The University of Central Florida (UCF) is selling Martian dirt at $20 (£16) per kilo, plus shipping, of course.
While it might sound like fake news, the research team of astrophysicists have promised it's not a joke, announcing how they have developed a scientifically-based, standardised method for creating Martian and asteroid soil known as simulants.
"The simulant is useful for research as we look to go to Mars," explained Physics Professor Dan Britt, a member of UCF's Planetary Sciences Group.
"If we are going to go, we'll need food, water and other essentials. As we are developing solutions, we need a way to test how these ideas will fare."
For example, scientists looking for ways to grow food on Mars need to test their techniques on soil that most closely resembles the stuff on Mars.
"You wouldn't want to discover that your method didn't work when we are actually there," Britt said. "What would you do then? It takes years to get there."
UCF's formula is based on the chemical signature of the soils on Mars collected by the Curiosity rover. Britt built two calibration targets that were part of Curiosity rover.
Researchers currently use simulants that aren't standardised, so any experiment can't be compared to another in an apples-to-apples kind of way, Britt said.

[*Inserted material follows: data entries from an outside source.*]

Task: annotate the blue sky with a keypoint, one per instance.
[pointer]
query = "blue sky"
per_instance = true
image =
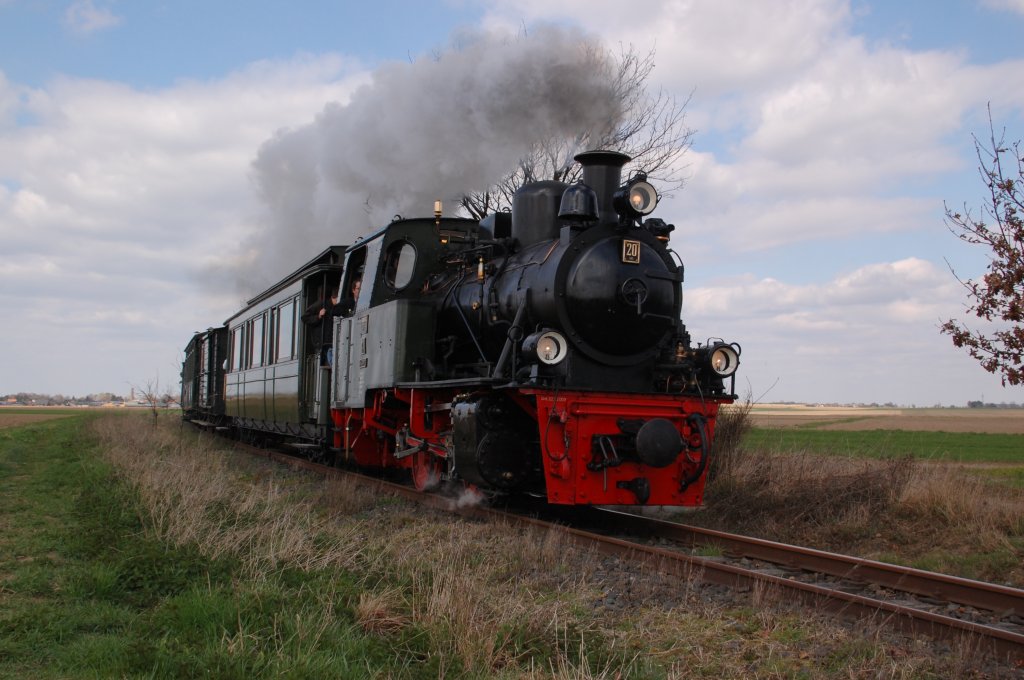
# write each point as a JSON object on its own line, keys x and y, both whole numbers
{"x": 827, "y": 135}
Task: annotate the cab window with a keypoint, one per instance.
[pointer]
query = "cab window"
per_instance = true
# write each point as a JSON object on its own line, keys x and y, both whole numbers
{"x": 400, "y": 264}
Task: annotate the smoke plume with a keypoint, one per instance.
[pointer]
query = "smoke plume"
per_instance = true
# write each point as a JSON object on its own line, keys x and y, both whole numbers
{"x": 435, "y": 128}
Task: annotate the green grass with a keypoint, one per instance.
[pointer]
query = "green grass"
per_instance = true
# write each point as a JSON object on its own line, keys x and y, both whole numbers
{"x": 85, "y": 593}
{"x": 954, "y": 447}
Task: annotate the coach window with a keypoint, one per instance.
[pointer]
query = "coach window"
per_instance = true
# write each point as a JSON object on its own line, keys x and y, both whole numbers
{"x": 257, "y": 345}
{"x": 286, "y": 331}
{"x": 236, "y": 348}
{"x": 400, "y": 264}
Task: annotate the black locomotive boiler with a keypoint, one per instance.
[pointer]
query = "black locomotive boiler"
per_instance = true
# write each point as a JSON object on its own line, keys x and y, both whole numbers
{"x": 540, "y": 351}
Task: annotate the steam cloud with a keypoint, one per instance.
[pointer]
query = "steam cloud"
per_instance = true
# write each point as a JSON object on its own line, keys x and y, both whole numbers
{"x": 436, "y": 128}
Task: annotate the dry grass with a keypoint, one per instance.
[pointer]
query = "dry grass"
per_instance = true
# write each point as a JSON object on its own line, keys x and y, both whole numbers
{"x": 481, "y": 600}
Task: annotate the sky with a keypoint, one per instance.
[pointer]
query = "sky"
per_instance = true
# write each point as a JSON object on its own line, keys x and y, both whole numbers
{"x": 159, "y": 160}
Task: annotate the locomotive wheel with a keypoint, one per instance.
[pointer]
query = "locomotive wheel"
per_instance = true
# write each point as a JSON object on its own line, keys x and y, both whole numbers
{"x": 426, "y": 471}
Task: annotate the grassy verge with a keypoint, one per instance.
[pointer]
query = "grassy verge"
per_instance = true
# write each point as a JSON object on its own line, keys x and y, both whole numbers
{"x": 859, "y": 493}
{"x": 90, "y": 591}
{"x": 129, "y": 550}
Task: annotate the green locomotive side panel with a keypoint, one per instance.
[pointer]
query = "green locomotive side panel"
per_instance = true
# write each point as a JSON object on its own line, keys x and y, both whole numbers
{"x": 379, "y": 347}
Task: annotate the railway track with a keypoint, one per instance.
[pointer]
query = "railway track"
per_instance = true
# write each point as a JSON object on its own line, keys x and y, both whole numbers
{"x": 980, "y": 617}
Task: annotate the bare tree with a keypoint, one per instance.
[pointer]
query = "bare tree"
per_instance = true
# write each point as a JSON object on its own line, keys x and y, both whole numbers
{"x": 997, "y": 297}
{"x": 150, "y": 394}
{"x": 650, "y": 128}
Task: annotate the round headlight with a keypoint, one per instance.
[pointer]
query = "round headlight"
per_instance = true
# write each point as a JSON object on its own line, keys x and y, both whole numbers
{"x": 643, "y": 198}
{"x": 549, "y": 346}
{"x": 724, "y": 359}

Kevin Cannon, the paper's lead author and a post-doctoral researcher who works with Britt at UCF, said there are different types of soil on Mars and on asteroids. On Earth, for example, we have black sand, white sand, clay and topsoil to name a few. On other worlds, you might find carbon-rich soils, clay-rich soils and salt-rich soils, he added.
"With this technique, we can produce many variations," Cannon said. "Most of the minerals we need are found on Earth although some are very difficult to obtain."

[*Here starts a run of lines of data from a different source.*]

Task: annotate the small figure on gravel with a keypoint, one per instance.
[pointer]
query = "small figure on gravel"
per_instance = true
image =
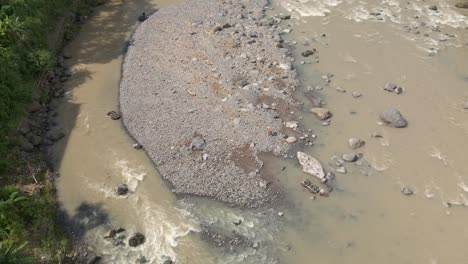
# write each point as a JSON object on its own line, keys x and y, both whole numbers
{"x": 143, "y": 17}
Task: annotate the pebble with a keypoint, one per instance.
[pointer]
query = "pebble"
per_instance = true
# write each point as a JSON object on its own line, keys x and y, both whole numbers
{"x": 341, "y": 90}
{"x": 394, "y": 118}
{"x": 407, "y": 191}
{"x": 349, "y": 157}
{"x": 355, "y": 143}
{"x": 321, "y": 113}
{"x": 356, "y": 94}
{"x": 341, "y": 170}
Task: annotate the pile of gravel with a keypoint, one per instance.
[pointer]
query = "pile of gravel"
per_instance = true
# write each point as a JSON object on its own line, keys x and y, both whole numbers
{"x": 210, "y": 72}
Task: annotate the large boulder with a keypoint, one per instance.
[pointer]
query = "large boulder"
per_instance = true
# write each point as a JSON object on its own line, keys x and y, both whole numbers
{"x": 310, "y": 165}
{"x": 136, "y": 240}
{"x": 463, "y": 4}
{"x": 321, "y": 113}
{"x": 394, "y": 118}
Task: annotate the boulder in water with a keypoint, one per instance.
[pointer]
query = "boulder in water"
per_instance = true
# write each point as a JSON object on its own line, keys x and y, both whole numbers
{"x": 394, "y": 118}
{"x": 463, "y": 4}
{"x": 136, "y": 240}
{"x": 310, "y": 165}
{"x": 122, "y": 189}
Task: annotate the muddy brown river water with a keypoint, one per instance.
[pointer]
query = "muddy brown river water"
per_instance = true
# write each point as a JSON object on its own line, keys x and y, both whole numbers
{"x": 366, "y": 219}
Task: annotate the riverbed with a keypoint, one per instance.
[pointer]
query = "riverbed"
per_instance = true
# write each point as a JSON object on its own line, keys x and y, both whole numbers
{"x": 365, "y": 219}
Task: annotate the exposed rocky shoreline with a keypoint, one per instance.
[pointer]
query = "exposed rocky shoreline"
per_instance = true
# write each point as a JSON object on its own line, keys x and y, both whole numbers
{"x": 206, "y": 88}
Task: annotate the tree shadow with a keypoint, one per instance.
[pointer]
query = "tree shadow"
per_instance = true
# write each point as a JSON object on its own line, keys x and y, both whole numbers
{"x": 87, "y": 217}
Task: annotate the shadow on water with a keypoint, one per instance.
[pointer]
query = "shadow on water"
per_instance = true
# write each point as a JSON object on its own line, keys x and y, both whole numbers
{"x": 87, "y": 217}
{"x": 101, "y": 40}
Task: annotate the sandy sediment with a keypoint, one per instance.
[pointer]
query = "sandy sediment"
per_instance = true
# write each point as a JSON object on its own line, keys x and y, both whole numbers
{"x": 213, "y": 70}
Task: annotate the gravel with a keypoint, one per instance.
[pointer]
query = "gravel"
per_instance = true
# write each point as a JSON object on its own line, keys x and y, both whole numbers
{"x": 186, "y": 77}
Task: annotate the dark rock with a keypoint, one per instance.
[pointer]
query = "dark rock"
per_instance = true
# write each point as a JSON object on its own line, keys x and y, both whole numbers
{"x": 355, "y": 143}
{"x": 142, "y": 259}
{"x": 142, "y": 17}
{"x": 198, "y": 143}
{"x": 35, "y": 140}
{"x": 462, "y": 4}
{"x": 350, "y": 157}
{"x": 115, "y": 115}
{"x": 308, "y": 53}
{"x": 394, "y": 118}
{"x": 321, "y": 113}
{"x": 393, "y": 88}
{"x": 25, "y": 128}
{"x": 407, "y": 191}
{"x": 27, "y": 147}
{"x": 122, "y": 189}
{"x": 94, "y": 260}
{"x": 34, "y": 107}
{"x": 136, "y": 240}
{"x": 55, "y": 134}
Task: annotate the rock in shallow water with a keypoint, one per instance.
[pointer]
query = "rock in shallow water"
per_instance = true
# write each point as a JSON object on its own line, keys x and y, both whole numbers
{"x": 310, "y": 165}
{"x": 136, "y": 240}
{"x": 350, "y": 157}
{"x": 122, "y": 189}
{"x": 321, "y": 113}
{"x": 394, "y": 118}
{"x": 355, "y": 143}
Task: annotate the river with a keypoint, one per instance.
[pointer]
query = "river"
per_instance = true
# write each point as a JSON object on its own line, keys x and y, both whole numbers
{"x": 367, "y": 218}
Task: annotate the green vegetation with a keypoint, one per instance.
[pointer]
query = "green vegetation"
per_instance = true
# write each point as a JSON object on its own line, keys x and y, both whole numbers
{"x": 27, "y": 228}
{"x": 28, "y": 232}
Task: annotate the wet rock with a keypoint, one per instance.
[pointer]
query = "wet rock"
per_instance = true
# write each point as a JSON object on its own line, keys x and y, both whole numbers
{"x": 407, "y": 191}
{"x": 350, "y": 157}
{"x": 143, "y": 259}
{"x": 198, "y": 143}
{"x": 308, "y": 53}
{"x": 394, "y": 118}
{"x": 27, "y": 147}
{"x": 94, "y": 260}
{"x": 55, "y": 134}
{"x": 341, "y": 170}
{"x": 462, "y": 4}
{"x": 136, "y": 240}
{"x": 321, "y": 113}
{"x": 122, "y": 189}
{"x": 356, "y": 94}
{"x": 355, "y": 143}
{"x": 25, "y": 128}
{"x": 137, "y": 146}
{"x": 114, "y": 115}
{"x": 341, "y": 90}
{"x": 393, "y": 88}
{"x": 34, "y": 107}
{"x": 35, "y": 140}
{"x": 111, "y": 233}
{"x": 310, "y": 165}
{"x": 142, "y": 17}
{"x": 313, "y": 188}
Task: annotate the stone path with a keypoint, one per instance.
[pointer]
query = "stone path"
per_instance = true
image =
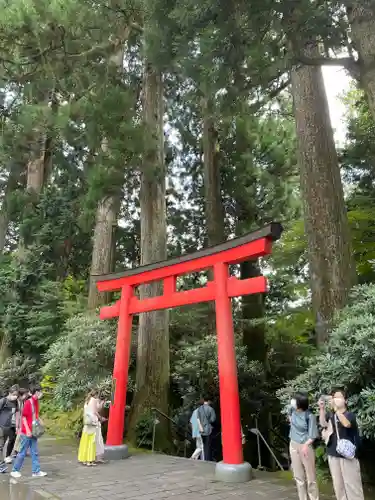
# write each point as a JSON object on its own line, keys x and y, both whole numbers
{"x": 141, "y": 477}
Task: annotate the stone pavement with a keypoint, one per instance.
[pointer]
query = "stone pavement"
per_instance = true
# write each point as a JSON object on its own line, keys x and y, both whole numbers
{"x": 141, "y": 477}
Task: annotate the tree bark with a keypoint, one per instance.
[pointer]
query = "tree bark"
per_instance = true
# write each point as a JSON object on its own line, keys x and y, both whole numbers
{"x": 332, "y": 267}
{"x": 252, "y": 309}
{"x": 152, "y": 372}
{"x": 39, "y": 166}
{"x": 361, "y": 15}
{"x": 11, "y": 185}
{"x": 102, "y": 252}
{"x": 212, "y": 178}
{"x": 212, "y": 193}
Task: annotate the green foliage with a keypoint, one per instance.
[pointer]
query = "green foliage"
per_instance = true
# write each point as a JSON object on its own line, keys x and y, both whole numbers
{"x": 347, "y": 361}
{"x": 81, "y": 359}
{"x": 18, "y": 369}
{"x": 194, "y": 370}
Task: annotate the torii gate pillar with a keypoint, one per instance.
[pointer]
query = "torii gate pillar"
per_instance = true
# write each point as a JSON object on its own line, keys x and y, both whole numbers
{"x": 221, "y": 290}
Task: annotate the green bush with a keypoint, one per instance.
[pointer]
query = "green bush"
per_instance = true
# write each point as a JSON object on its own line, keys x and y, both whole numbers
{"x": 348, "y": 360}
{"x": 82, "y": 358}
{"x": 195, "y": 370}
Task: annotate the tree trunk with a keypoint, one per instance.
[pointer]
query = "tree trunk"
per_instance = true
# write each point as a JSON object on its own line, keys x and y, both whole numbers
{"x": 39, "y": 166}
{"x": 332, "y": 267}
{"x": 212, "y": 178}
{"x": 11, "y": 185}
{"x": 102, "y": 251}
{"x": 253, "y": 309}
{"x": 212, "y": 193}
{"x": 152, "y": 377}
{"x": 361, "y": 15}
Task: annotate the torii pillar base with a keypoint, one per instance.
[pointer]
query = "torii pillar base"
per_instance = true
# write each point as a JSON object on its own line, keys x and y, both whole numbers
{"x": 233, "y": 473}
{"x": 119, "y": 452}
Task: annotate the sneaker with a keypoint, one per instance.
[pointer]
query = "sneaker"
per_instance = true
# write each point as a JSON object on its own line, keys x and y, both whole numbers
{"x": 39, "y": 474}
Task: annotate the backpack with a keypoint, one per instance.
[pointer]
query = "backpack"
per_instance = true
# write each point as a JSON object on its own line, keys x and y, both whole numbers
{"x": 206, "y": 424}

Nevertheless, Britt and Cannon believe there is a market for the simulant. At £15 a kilo, it might be easier to send UCF an order, than to try and make it in labs across the nation.
The team already has about 30 pending orders, including one from Kennedy Space Center for half a ton.
"I expect we will see significant learning happening from access to this material," Britt said.
Cannon believes it will help accelerate the drive to explore our solar system as demonstrated by investments already being made by Space X, Blue Origin and other private companies.